Lecture 9
---------
Beyond filesystems (& better filesystems)
- what happens when they get corrupted?
- what happens when we need to recover old data
- what about multiple storage devices?
Journaled filesystems
- avoid long fsck's
- strategy: write everything TWICE
- write once sequentially, the second time randomly
- first write pass is to a log called the journal: sequential data structure of updates to FS
- example: changed inode 2203, updated data block 18523, blah
- to get a full view of the FS, you have to check the journal and the regular fs
- limit the size of the journal and periodically commit its changes to the rest of the FS
- why it helps: corruption happens from interrupted writes
- with this, an fsck is just playing back the journal
Journaled filesystems work well when workload is mostly reads. But what if they are mostly writes?

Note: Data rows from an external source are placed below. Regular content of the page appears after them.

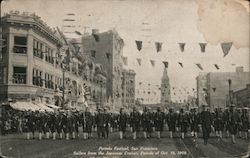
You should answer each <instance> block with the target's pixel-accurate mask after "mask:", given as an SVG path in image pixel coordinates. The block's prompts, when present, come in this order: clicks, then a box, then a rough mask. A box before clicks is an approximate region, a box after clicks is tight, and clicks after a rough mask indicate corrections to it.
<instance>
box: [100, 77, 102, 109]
mask: <svg viewBox="0 0 250 158" xmlns="http://www.w3.org/2000/svg"><path fill="white" fill-rule="evenodd" d="M100 88H101V90H100V92H101V94H100V106H101V105H102V80H101V81H100Z"/></svg>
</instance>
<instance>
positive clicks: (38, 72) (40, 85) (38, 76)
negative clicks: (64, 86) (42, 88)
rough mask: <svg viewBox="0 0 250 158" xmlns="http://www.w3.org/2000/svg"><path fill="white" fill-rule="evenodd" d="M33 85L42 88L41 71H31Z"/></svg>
mask: <svg viewBox="0 0 250 158" xmlns="http://www.w3.org/2000/svg"><path fill="white" fill-rule="evenodd" d="M33 85H35V86H40V87H42V86H43V80H42V71H40V70H37V69H33Z"/></svg>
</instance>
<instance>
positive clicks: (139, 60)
mask: <svg viewBox="0 0 250 158" xmlns="http://www.w3.org/2000/svg"><path fill="white" fill-rule="evenodd" d="M136 60H137V62H138V64H139V65H140V66H141V58H137V59H136Z"/></svg>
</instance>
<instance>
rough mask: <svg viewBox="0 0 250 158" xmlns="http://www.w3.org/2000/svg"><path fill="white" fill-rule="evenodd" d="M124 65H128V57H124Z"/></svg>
mask: <svg viewBox="0 0 250 158" xmlns="http://www.w3.org/2000/svg"><path fill="white" fill-rule="evenodd" d="M122 61H123V63H124V65H128V57H122Z"/></svg>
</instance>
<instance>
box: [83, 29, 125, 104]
mask: <svg viewBox="0 0 250 158" xmlns="http://www.w3.org/2000/svg"><path fill="white" fill-rule="evenodd" d="M82 44H83V45H82V49H83V55H84V56H86V57H88V58H90V59H91V60H93V61H94V63H99V64H101V65H102V66H103V69H105V71H106V72H107V82H106V97H107V100H110V101H111V102H112V106H113V107H116V106H118V107H119V106H121V105H122V88H121V85H122V71H123V68H122V58H121V57H122V55H123V52H122V51H123V46H124V42H123V40H122V38H121V37H120V36H119V35H118V33H117V32H116V31H115V30H110V31H107V32H103V33H99V31H98V30H92V35H86V34H85V35H83V37H82Z"/></svg>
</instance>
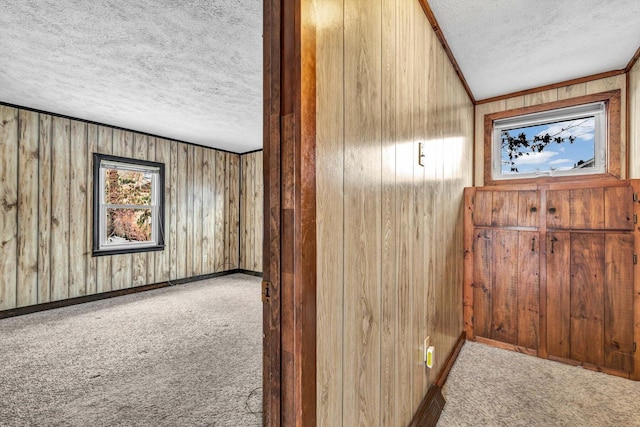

- bad because we're writing twice, so half (or much less) performance)
- but what if we only wrote once to the log?
=> log-structured filesystems
log-structured filesystems have a nice feature:
- they don't write to the same block too often
- writing to the same block with flash storage too many times is BAD, destroys the block
- flash firmware implements a log-structured like "filesystem" (layer)
Logical Volume Management (LVM)
- filesystem just needs an array of blocks
- why not merge arrays of blocks from multiple devices?
Modern filesystems is to combine LVM and regular FS